But note that Doyle’s story is not only an original piece of fiction—as we have just interpreted that expression—but also one in which we recognize that the seeker after revenge is thoroughly deserving of our sympathy, even though we do not entirely approve of his bringing about the death of even so unworthy a creature as we know his enemy to be. In Doyle’s story, as in Poe’s, the background is Italy, but Italy of the present day, so we feel that we understand the motives of the characters better because they are of our own time. There is a definite and grievous wrong committed against the young woman with whom the central character is in love, therefore the wrong is committed indirectly against the lover himself. We are made to realize the despicable nature, the utter heartlessness, of the young woman’s betrayer, and we actually hate him as soon as the facts are made clear to us. We realize how great has been the love for her cherished by the man who finally punishes the one who has wronged her, by causing him to be entombed alive in a Roman catacomb which he himself has but recently discovered.

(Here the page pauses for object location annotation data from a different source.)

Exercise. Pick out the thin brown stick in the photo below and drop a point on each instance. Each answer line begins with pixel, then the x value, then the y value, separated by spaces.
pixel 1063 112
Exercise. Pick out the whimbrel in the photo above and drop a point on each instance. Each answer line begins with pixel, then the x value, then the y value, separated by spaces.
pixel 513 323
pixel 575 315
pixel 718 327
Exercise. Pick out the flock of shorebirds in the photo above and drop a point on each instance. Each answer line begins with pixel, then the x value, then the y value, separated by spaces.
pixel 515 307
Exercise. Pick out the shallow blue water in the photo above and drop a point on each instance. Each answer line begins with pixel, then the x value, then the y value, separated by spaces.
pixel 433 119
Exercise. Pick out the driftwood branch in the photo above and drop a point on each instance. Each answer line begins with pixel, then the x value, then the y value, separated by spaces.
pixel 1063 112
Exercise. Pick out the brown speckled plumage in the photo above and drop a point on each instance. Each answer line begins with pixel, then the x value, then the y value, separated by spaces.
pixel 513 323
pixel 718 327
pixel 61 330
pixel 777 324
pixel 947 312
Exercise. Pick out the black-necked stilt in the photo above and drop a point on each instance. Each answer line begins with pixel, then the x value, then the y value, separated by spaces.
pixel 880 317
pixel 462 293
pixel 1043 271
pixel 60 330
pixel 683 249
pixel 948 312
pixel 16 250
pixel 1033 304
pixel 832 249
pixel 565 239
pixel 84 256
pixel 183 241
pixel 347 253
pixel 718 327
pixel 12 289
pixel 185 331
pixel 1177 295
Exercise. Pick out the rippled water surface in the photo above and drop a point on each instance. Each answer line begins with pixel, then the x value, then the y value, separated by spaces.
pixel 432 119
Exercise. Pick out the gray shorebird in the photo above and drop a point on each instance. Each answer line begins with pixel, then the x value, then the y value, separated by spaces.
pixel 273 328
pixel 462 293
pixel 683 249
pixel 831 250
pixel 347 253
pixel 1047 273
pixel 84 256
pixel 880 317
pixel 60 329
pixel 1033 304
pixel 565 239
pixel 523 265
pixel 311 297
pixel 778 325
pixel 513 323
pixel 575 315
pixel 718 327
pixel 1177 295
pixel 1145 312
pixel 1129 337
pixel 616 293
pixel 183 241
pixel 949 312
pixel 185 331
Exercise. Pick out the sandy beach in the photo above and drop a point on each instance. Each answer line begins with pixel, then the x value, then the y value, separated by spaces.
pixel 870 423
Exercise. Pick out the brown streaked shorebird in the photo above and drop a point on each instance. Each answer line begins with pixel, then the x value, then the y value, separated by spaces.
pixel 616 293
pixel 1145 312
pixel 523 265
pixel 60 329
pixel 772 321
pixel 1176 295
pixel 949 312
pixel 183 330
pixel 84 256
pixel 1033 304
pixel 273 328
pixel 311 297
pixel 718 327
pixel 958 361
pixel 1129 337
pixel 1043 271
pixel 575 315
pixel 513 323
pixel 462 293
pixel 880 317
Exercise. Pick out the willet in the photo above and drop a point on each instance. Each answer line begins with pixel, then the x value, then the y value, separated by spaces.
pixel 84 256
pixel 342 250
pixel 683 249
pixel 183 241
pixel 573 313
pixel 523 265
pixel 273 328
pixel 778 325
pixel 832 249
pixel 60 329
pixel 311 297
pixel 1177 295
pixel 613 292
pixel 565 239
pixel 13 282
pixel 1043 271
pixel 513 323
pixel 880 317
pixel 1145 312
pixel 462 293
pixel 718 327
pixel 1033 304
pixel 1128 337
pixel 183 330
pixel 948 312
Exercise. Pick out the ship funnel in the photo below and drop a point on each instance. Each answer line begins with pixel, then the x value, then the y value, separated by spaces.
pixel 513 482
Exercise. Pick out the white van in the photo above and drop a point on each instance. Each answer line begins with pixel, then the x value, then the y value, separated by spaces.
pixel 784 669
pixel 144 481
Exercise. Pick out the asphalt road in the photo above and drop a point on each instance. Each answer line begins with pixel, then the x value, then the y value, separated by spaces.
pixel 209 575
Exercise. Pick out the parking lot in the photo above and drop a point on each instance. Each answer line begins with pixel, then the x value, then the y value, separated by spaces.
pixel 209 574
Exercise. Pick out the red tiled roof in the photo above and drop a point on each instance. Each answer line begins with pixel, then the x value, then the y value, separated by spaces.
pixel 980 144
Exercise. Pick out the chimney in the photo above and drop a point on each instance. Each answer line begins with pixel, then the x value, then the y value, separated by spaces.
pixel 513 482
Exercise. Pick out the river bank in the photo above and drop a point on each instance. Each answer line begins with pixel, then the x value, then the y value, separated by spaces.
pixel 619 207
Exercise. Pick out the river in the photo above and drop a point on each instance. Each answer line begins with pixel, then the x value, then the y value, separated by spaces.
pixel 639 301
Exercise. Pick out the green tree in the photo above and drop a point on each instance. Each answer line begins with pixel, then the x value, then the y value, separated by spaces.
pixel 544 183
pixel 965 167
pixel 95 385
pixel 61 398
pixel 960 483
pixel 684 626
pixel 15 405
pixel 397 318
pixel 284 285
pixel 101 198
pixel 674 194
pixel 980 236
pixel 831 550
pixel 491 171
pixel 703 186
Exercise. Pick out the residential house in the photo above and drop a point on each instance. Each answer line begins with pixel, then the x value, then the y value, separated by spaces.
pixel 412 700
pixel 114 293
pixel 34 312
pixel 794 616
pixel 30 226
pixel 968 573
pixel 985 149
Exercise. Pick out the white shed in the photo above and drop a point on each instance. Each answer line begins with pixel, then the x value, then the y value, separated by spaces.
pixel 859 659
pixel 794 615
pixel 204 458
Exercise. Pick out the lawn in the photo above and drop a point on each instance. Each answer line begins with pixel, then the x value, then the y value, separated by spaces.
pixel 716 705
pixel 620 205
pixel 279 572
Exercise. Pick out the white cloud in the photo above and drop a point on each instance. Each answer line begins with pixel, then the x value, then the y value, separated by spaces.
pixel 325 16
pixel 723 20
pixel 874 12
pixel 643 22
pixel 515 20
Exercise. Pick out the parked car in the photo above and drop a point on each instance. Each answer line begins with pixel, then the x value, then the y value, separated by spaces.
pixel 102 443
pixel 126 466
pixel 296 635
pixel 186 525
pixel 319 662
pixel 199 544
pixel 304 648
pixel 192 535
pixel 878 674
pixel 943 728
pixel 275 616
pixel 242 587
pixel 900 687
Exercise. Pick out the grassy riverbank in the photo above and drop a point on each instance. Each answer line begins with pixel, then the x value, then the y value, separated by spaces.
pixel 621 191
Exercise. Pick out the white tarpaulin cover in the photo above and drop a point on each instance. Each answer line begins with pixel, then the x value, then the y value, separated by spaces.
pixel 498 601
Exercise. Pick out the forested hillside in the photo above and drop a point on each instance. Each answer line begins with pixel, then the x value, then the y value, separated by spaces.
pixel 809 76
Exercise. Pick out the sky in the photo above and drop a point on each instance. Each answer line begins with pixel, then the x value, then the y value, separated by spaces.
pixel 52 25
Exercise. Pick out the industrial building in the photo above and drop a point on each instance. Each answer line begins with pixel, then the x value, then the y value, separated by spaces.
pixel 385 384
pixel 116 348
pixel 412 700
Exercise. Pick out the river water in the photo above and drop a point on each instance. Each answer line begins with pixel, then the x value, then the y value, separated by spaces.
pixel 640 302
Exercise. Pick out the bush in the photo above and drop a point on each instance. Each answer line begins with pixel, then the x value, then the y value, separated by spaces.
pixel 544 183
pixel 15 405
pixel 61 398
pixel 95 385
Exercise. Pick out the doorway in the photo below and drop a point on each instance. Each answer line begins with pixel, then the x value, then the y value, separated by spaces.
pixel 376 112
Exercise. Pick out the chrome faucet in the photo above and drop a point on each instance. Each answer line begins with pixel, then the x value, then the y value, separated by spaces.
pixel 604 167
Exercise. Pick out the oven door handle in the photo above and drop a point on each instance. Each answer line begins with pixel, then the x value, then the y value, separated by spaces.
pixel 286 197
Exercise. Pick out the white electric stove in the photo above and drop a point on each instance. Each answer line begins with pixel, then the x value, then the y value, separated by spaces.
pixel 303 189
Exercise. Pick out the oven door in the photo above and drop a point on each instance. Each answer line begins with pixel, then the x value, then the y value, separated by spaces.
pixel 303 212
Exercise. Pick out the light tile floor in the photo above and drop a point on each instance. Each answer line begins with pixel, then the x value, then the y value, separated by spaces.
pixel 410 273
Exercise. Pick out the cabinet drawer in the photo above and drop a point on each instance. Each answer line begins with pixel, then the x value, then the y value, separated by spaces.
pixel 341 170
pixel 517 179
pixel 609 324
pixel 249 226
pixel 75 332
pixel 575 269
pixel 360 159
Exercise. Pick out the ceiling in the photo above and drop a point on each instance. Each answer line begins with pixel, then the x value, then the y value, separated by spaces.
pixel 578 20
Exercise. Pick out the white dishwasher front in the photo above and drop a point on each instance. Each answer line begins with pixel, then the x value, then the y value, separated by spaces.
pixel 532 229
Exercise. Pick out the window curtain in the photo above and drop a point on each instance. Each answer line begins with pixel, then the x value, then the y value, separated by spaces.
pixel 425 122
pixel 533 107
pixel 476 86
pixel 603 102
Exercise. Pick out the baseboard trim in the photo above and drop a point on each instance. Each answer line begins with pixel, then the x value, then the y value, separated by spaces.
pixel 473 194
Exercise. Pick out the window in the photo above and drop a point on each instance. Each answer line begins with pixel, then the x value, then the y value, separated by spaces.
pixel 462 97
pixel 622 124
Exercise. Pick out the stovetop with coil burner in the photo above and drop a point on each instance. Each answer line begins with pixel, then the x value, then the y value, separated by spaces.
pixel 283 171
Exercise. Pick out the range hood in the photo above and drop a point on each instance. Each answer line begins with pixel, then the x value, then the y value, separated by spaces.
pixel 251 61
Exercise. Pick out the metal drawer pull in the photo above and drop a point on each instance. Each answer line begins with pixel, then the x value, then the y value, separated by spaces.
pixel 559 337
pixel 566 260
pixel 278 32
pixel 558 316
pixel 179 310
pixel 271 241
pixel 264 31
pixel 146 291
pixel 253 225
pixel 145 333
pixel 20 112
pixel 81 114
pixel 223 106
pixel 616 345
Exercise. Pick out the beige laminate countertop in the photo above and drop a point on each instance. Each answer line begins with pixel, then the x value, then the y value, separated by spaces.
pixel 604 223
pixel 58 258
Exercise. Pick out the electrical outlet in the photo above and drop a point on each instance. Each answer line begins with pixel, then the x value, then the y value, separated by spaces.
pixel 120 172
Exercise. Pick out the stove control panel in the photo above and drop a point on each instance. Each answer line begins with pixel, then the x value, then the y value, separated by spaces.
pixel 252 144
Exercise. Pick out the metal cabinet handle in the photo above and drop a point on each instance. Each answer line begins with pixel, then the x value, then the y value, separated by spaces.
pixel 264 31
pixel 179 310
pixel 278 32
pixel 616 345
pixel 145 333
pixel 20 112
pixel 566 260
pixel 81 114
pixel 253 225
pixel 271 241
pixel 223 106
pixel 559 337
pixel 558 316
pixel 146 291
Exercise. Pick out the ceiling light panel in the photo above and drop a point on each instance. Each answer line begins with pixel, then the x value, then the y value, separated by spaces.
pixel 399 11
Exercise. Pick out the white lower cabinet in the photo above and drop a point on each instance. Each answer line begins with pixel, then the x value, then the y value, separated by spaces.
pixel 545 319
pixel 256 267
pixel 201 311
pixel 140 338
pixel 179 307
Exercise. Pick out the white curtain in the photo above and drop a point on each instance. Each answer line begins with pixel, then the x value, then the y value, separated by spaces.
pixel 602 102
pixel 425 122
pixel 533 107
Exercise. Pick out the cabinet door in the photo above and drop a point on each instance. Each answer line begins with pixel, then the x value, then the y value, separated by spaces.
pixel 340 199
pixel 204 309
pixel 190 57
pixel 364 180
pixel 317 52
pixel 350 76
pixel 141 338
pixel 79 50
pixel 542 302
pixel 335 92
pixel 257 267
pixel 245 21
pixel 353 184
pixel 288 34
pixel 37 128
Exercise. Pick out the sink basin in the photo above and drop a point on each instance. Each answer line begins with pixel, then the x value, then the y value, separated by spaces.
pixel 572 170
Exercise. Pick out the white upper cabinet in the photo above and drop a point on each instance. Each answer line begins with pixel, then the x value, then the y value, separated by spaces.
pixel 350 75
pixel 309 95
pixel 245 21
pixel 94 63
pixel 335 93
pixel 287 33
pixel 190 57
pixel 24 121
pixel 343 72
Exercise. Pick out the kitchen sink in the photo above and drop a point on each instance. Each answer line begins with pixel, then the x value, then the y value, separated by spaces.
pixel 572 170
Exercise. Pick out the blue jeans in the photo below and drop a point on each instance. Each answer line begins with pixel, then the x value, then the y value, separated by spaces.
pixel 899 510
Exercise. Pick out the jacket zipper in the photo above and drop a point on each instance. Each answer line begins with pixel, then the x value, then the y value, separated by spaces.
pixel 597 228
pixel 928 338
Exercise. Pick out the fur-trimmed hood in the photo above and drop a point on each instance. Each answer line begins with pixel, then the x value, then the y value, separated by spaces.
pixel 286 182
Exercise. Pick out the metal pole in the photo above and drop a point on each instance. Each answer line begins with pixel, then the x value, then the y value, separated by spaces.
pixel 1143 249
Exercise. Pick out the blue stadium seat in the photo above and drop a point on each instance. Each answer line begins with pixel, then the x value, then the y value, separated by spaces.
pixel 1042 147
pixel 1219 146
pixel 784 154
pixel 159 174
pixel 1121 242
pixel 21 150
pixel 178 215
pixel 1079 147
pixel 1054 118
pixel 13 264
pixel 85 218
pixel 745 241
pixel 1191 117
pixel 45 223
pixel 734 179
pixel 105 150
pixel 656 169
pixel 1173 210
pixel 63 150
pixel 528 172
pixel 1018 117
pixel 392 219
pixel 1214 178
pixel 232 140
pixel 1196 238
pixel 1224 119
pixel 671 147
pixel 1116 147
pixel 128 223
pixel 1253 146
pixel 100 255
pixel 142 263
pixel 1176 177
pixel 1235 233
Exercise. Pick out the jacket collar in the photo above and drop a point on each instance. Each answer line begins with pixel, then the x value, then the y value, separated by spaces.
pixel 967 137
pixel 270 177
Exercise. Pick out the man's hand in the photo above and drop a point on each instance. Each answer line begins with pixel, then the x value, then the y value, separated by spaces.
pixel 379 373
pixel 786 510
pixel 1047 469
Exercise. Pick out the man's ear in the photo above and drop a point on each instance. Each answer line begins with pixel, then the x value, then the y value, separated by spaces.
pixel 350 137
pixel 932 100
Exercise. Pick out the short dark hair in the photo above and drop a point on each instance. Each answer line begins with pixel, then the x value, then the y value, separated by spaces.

In Poe’s story, Fortunato is chained to the wall of the vault, after which he is literally walled up and buried alive. In “The New Catacomb,” the redresser of the wrong takes the evil-doer down into the catacomb and leaves him while he finds his own way out by means of a trail of cord, knowing that the other, unable to follow him, is being left in what will be his tomb.
The dramatic intensity of Doyle’s story is just as great as in that written by Poe; the “hero” is as much deserving of our sympathy as the “villain” merits our condemnation; and the treatment of the theme, from first to last, makes Doyle’s an absolutely original story, although there is little doubt that it was suggested, or, at least influenced, either by the one written many years before by the American master of the short-story, or by Balzac’s remarkable tale referred to above.
The discriminating photoplaywright will have no difficulty in making the application of this illustration of how an original story may grow out of an old theme. But be careful not to turn this liberty into an excuse for adhering closely to a borrowed theme.
2. Plagiarism
In justice to writers in general it is only fair to believe that most cases of plagiarism are quite unintentional. The fault usually is in the writer’s memory. Turn your eye inward, and form the habit of tracing the origin of your inspirations—sometimes it may chagrin you to find how near to unconscious imitation you have been. You may get the inspiration for a story and write it; it may be accepted and produced; then, after its release, some friend will casually remark that it reminds him of a Vitagraph picture that he saw a year or two ago. And only after he has called your attention to it do you realize that that Vitagraph story, seen and forgotten, was the source of your “inspiration”—and perhaps you have committed an unconscious theft.